Ah, yes. I've been aware of those Mesopotamian lyres for a good while now. I think I want to geek out about them, if you'll permit :)
There's a lot more engineering in them than meets the eye, some of which Peter Pringle talked about here and there. The first attempts at recreating those lyres — including trying to get something like the sound said to come out of them — ended quite catastrophically. If memory serves me, there was a lot of debate over how those "pegs" at the top could be used to tune them (which I know for a fact is a solved problem nowadays) but mainly getting the tuning right seemed impossible.
The issue was that the tension on the strings was so high that the crossbar would bend down with each string that was tuned, which in turn made all the previous ones out of tune. Wood alone just couldn't take it! I think the video you posted was recorded back when Pringle was still commenting about this issue, which I believe he later solved as you can see in this beast of a performance below.

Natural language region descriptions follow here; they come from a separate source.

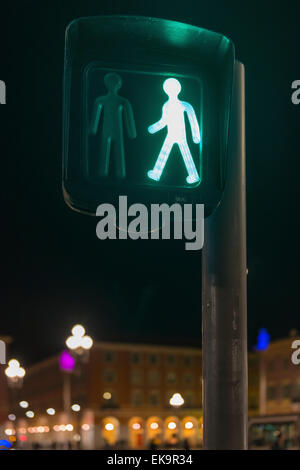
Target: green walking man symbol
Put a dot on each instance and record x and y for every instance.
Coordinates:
(173, 117)
(114, 110)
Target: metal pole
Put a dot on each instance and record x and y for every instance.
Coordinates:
(67, 392)
(224, 311)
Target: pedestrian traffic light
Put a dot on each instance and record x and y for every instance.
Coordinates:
(146, 112)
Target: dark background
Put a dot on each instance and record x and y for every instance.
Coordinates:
(55, 272)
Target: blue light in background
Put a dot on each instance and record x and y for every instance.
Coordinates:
(263, 340)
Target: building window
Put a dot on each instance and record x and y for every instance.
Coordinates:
(136, 358)
(109, 399)
(171, 360)
(153, 359)
(136, 377)
(286, 391)
(109, 356)
(188, 361)
(137, 398)
(153, 377)
(271, 392)
(286, 364)
(154, 399)
(188, 379)
(189, 398)
(109, 376)
(171, 378)
(296, 393)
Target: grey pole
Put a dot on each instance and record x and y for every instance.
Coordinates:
(224, 309)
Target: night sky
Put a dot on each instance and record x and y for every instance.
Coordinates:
(55, 272)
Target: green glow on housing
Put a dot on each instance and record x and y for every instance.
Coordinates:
(173, 117)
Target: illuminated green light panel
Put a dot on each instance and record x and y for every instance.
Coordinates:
(120, 129)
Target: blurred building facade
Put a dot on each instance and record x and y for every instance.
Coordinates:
(124, 390)
(124, 393)
(279, 379)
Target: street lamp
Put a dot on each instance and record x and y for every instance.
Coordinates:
(79, 342)
(176, 400)
(14, 373)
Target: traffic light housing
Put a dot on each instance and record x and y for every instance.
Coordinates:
(146, 112)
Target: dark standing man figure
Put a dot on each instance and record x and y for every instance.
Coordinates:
(114, 110)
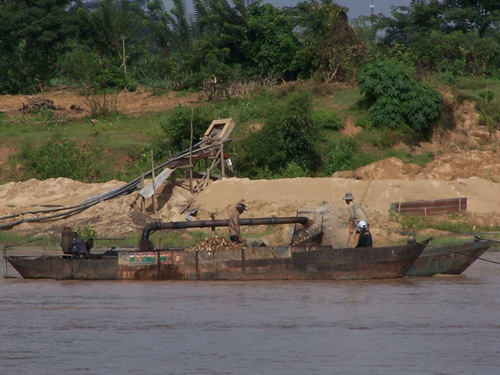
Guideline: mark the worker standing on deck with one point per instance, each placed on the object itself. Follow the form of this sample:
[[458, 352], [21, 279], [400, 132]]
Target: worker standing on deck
[[365, 237], [234, 223], [356, 214]]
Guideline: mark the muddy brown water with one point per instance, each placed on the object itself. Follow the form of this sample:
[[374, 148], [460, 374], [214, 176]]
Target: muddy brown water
[[427, 325]]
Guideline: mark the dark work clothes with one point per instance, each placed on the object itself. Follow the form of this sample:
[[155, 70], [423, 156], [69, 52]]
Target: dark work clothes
[[365, 239]]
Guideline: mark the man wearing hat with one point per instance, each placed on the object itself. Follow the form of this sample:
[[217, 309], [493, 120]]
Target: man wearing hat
[[365, 237], [234, 223], [356, 214]]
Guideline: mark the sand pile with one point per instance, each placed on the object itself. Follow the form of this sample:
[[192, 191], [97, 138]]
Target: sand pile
[[264, 198]]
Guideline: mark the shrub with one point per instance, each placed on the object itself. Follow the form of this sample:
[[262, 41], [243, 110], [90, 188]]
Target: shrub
[[396, 100], [340, 158], [327, 120], [289, 135]]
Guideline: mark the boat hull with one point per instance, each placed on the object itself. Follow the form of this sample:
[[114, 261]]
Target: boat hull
[[448, 260], [261, 263]]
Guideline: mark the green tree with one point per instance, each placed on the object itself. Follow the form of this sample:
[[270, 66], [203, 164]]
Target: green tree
[[396, 100], [288, 136], [330, 51], [270, 46], [33, 35], [114, 30]]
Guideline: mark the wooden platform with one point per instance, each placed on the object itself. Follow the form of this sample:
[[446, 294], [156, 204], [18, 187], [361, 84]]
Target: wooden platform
[[431, 208]]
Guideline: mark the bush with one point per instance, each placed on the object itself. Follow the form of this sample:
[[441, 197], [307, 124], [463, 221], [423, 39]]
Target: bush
[[288, 136], [396, 100], [327, 120], [341, 156]]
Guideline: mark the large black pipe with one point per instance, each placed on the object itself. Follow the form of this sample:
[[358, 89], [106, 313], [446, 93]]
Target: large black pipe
[[148, 229]]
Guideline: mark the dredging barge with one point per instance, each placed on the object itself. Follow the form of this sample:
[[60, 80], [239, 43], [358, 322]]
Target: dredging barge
[[304, 260]]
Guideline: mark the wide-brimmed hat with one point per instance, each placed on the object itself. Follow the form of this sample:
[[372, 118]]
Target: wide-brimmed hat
[[348, 197]]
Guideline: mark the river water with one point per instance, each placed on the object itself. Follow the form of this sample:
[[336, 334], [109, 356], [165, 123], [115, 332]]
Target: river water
[[427, 325]]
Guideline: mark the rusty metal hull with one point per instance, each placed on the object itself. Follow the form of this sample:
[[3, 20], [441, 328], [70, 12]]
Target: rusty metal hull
[[62, 267], [448, 260], [262, 263]]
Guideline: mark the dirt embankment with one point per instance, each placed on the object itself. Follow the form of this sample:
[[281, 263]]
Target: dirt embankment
[[467, 165]]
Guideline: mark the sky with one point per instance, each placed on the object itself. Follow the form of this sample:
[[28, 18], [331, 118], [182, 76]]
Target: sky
[[356, 7]]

I can't quite pull a quote here, but I believe he ended adding a metal bar inside the crossbar to be able to bear the load... And this refinement might have been there in the original specimens of this instrument, I was told. It's really incredible, isn't it? The instrument itself does sound like a cow, and in the video description Peter Pringle explains a lot about his rationale in the recreation.

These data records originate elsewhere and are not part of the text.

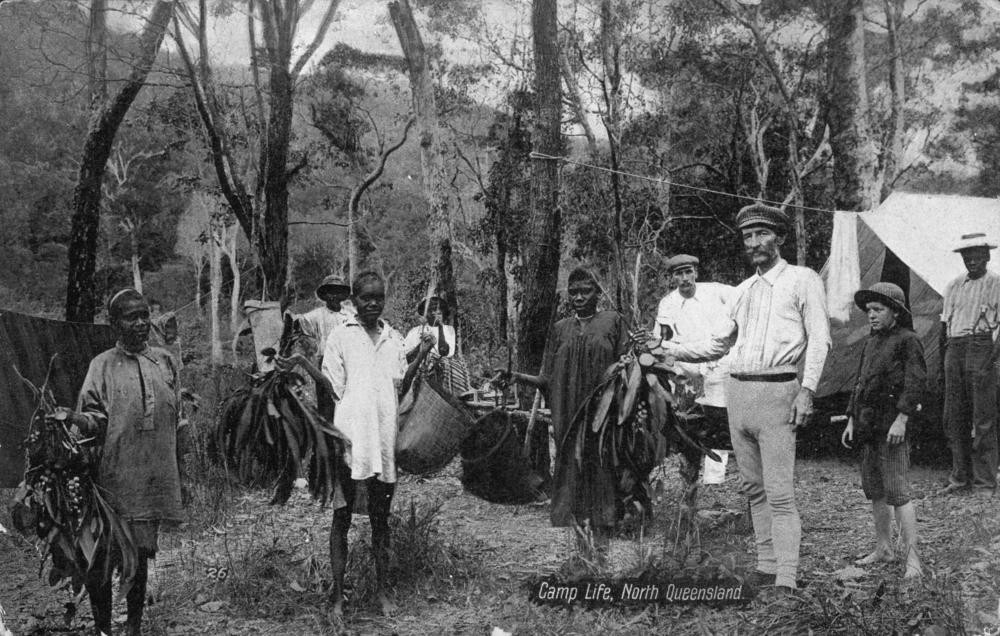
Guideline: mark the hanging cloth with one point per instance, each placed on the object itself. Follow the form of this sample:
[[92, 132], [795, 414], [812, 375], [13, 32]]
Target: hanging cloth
[[843, 271]]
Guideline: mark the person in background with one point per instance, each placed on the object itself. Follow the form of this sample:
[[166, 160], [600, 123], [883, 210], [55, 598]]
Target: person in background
[[129, 402], [890, 385], [578, 351], [694, 311], [436, 314], [778, 328], [318, 324], [365, 365], [968, 333]]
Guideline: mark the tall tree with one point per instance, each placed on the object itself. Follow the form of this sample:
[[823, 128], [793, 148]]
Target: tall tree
[[855, 157], [432, 147], [541, 258], [81, 293], [262, 215]]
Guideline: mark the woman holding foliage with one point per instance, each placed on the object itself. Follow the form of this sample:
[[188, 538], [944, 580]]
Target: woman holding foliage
[[579, 349], [129, 402]]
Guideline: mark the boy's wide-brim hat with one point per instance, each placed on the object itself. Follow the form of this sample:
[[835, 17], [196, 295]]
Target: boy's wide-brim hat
[[888, 294], [976, 239], [332, 284], [760, 214], [681, 260]]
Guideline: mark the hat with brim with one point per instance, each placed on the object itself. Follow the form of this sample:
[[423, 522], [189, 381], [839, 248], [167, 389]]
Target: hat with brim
[[888, 294], [760, 214], [434, 299], [332, 284], [976, 239], [681, 260]]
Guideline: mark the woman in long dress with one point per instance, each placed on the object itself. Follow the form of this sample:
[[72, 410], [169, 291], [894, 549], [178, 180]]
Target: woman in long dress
[[578, 351]]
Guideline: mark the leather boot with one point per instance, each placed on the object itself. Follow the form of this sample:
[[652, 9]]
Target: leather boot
[[99, 591], [135, 600]]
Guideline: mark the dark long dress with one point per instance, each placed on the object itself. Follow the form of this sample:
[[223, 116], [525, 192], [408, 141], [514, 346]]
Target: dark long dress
[[576, 355]]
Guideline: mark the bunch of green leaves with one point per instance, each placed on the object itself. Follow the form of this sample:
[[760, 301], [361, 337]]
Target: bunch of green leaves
[[267, 429], [61, 502], [629, 417]]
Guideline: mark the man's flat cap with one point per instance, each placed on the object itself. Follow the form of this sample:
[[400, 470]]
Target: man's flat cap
[[760, 214], [681, 260]]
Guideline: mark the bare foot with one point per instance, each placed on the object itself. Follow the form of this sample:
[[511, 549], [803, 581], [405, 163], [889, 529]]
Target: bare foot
[[880, 555], [914, 570], [388, 605], [336, 614]]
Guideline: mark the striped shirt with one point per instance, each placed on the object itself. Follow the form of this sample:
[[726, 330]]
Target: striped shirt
[[779, 323], [971, 306]]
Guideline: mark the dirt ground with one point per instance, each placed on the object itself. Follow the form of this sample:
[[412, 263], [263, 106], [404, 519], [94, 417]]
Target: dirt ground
[[242, 567]]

Now, another very interesting lyre comes from Crete itself, from the Hagia Triada sarcophagus, which I had the pleasure of seeing for myself.
It's also visible in this pottery from around 1200BC:
It's also been recreated by Luthieros, though it naturally comes with a number of creative liberties.

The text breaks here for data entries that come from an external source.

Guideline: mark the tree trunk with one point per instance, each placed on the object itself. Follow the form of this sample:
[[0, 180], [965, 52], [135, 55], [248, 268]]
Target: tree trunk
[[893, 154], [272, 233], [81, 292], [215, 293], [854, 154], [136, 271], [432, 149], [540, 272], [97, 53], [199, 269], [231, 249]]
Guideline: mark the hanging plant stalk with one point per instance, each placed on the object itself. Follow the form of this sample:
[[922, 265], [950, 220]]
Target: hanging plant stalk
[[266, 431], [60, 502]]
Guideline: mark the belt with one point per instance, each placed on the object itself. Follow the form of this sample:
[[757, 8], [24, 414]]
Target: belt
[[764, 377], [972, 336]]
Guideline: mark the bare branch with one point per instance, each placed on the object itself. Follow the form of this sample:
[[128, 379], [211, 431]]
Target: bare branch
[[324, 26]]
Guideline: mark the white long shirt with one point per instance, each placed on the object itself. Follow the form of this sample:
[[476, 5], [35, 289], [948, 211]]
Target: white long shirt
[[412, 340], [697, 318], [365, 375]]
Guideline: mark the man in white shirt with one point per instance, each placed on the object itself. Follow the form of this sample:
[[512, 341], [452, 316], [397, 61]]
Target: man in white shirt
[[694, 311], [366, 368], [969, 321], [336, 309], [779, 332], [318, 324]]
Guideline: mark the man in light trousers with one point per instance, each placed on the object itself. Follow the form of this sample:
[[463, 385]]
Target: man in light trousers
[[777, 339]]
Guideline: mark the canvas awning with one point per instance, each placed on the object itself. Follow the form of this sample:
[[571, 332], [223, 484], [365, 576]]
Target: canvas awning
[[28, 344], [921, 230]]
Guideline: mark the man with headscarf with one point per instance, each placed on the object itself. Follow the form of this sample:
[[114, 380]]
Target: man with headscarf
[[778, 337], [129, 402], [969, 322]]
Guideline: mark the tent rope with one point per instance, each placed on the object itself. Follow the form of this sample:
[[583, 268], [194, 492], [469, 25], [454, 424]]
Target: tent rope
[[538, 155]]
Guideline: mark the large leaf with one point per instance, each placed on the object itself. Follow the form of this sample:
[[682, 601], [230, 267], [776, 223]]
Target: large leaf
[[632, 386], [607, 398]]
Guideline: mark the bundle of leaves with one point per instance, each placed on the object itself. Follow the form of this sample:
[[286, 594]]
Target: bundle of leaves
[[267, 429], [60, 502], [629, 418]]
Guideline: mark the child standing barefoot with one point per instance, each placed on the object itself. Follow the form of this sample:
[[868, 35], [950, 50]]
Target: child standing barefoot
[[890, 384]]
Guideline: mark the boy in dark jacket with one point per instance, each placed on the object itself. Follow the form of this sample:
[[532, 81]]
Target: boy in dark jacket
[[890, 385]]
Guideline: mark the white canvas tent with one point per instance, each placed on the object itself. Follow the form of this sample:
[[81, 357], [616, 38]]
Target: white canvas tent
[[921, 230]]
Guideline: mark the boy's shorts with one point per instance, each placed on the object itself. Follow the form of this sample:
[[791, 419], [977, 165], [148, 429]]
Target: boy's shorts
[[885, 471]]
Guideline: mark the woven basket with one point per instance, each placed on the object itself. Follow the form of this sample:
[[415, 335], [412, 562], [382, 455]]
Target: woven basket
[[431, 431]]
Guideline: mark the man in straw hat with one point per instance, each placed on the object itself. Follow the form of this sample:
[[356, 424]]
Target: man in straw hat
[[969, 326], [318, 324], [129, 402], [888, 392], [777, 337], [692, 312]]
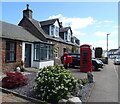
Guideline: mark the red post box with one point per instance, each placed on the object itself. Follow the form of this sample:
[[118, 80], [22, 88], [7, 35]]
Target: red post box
[[85, 58], [67, 59]]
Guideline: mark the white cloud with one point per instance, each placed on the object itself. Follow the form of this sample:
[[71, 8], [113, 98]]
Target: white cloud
[[98, 26], [100, 34], [114, 33], [108, 21], [56, 16], [115, 26], [78, 33], [103, 43], [76, 23]]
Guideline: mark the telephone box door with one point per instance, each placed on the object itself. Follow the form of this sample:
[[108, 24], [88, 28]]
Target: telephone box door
[[85, 58]]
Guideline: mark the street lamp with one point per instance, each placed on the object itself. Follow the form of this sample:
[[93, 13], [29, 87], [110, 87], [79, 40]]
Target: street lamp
[[107, 47]]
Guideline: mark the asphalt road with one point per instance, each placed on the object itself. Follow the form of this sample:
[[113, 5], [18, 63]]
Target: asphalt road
[[106, 84]]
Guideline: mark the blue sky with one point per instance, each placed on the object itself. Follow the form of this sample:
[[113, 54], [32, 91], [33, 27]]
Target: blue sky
[[90, 21]]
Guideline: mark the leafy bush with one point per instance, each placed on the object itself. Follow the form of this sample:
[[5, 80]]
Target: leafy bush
[[54, 83], [84, 81], [98, 52], [13, 80]]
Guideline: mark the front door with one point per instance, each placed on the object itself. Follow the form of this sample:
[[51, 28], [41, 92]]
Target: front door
[[27, 55]]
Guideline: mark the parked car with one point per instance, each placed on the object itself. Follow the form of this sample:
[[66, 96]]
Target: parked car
[[98, 63], [76, 61], [117, 61]]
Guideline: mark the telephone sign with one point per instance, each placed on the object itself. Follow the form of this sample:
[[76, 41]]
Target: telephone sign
[[85, 58]]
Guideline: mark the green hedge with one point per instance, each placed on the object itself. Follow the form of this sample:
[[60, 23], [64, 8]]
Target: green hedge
[[54, 83]]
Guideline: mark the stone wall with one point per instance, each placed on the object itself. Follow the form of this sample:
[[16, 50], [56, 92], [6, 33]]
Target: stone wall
[[10, 66], [61, 47]]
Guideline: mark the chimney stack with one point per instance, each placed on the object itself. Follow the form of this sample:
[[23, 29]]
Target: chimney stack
[[27, 13], [61, 24]]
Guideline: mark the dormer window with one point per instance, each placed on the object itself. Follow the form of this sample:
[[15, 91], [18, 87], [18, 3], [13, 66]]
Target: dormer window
[[54, 31]]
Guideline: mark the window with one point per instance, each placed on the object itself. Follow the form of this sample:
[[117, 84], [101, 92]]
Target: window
[[43, 52], [37, 52], [56, 52], [10, 52], [65, 36], [57, 31], [52, 30]]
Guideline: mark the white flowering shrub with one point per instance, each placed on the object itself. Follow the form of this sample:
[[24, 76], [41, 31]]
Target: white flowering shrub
[[54, 83]]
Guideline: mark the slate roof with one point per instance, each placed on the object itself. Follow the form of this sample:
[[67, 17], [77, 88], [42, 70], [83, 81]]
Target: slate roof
[[49, 22], [113, 50], [75, 38], [10, 31], [38, 25], [64, 29]]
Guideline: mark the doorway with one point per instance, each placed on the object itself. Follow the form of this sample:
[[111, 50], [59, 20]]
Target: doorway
[[27, 55]]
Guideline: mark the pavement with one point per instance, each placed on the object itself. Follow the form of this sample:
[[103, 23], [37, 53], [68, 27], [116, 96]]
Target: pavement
[[9, 97], [106, 87]]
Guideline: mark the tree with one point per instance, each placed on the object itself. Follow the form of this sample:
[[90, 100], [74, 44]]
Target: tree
[[75, 49], [98, 52]]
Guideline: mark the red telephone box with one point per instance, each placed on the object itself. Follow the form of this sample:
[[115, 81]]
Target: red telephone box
[[85, 58], [67, 59]]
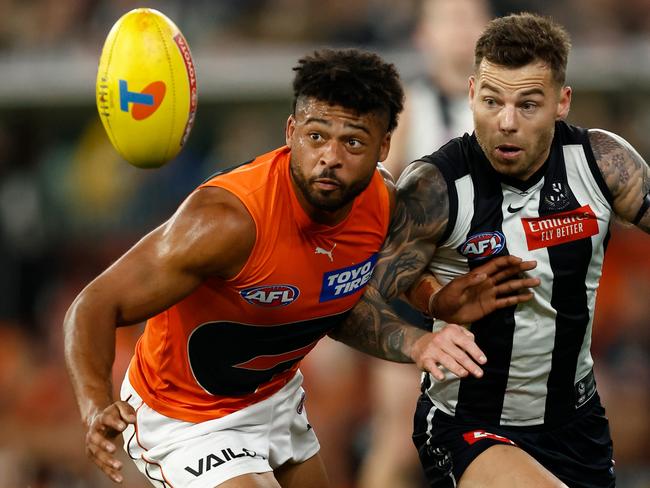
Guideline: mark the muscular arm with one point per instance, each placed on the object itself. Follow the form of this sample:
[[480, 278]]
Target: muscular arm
[[626, 174], [419, 219], [211, 234]]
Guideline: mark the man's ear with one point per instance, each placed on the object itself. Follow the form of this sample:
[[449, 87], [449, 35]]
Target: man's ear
[[385, 146]]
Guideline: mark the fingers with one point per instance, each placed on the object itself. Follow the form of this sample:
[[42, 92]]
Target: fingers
[[100, 452], [505, 273], [127, 412], [497, 264], [516, 286], [512, 300]]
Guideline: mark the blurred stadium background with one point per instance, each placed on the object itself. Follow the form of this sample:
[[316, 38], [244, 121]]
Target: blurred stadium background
[[69, 205]]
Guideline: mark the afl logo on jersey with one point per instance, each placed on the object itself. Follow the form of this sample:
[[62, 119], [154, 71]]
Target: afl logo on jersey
[[482, 245], [270, 295]]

I bring all of this up for a reason, though. Crete was quite the maritime and economical powerhouse back in its time. There are Cretan artifacts spread all over the Mediterranean and North of Africa, and there's been a very healthy cultural mixing between Crete and Egypt. Scarab jewels were found in Crete, and it seems like there was a lot of artists coming back and forth learning techniques in foreign lands.Mind you, both the Mesopotamian and the Hagia Triada lyres far precede Ancient Greece as we know it! The myth of Hermes tells of his mother, Maia, giving birth to him and his little adventures shortly after, wherein he killed a turtle and some of Apollo's cattle, then used the shell, horns, leather and guts to fashion a lyre. If we think of this as belonging to "Ancient Greece" as a historical period, then look how advanced the Cretans and Mesopotamians that preceded them were! And that's being generous to the Cretans, because I wouldn't be surprised if the Hagia Triada lyre actually originated from Egypt. And Mesopotamia was not too distance from Crete either — don't quote me on this, but I think I saw on the Heraklion Museum some stuff about Cretan artifacts being found in Mesopotamian ruins.
Mind you, nowadays I play the lyre and I've become very immersed on its research and recreation. My interpretation, or perhaps I should call it my hypothesis, is that lyres must have been a very developed and refined category of musical instruments back in 1400BC. The ancients were no less criterious with their songs than we are today, they must have been inventive and ingenuous. I believe the most traditional turtle shell lyres (called chelys lyres) must have been extremely ancient, and by the Neopalatial Period (between 1750 and 1490BC) there must have been a wide variety of them. The consensus among historians and players is that, for example, the kithara (another kind of lyre, which you can see below) seems to have been exclusive to professional players, while the more average people used simpler versions of the instrument.
Now, I'm very eager to talk about all of this because recently I've been doing a lot thinking on this subject. Asterion's lyre will pop up a lot on Chapter 20 and I plan on giving it a new look. Back when the game started we didn't know much about lyres ourselves, so we went with a pretty standard design but now that I've been playing it for a while I have a better feel for what kind of lyre Asterion would want and how it would be preserved across the centuries.It's probably a bit dorky of me, but I want Asterion's lyre to be reproducible in real life because I've been approached by a handful of people who want to learn it because of Minotaur Hotel. In short, I'd love it to be a design and a sound that Asterion would be satisfied with, and I want it to have the standard of quality I've demanded out of my own lyre. Though I will say that I've realized that Asterion would not want a truly traditional Greek (chelys) lyre because they really are a bit too limiting. Someone like him, with all the time he's had, would want something more, which we will probably see soon. We haven't settled on a design, but for sure it will be one that is possible, good and affordable*
But I should probably confess that I'm not the most traditional of players myself! My lyre is almost 1 meter tall too, which almost every person on Earth would say is too much but I love this beast.
*Affordable in comparison to the usual price good lyres go for, which are easily above the 600-700USD range for even basic ones with only 7 strings, which I consider overpriced (my big beast of a lyre came out cheaper than that, it's better and has 13 strings, so I think I'm in a position to say this).
Anyway, I hope I've given you some food for thought, Sirius. As you can see I have a lot of opinions about lyres.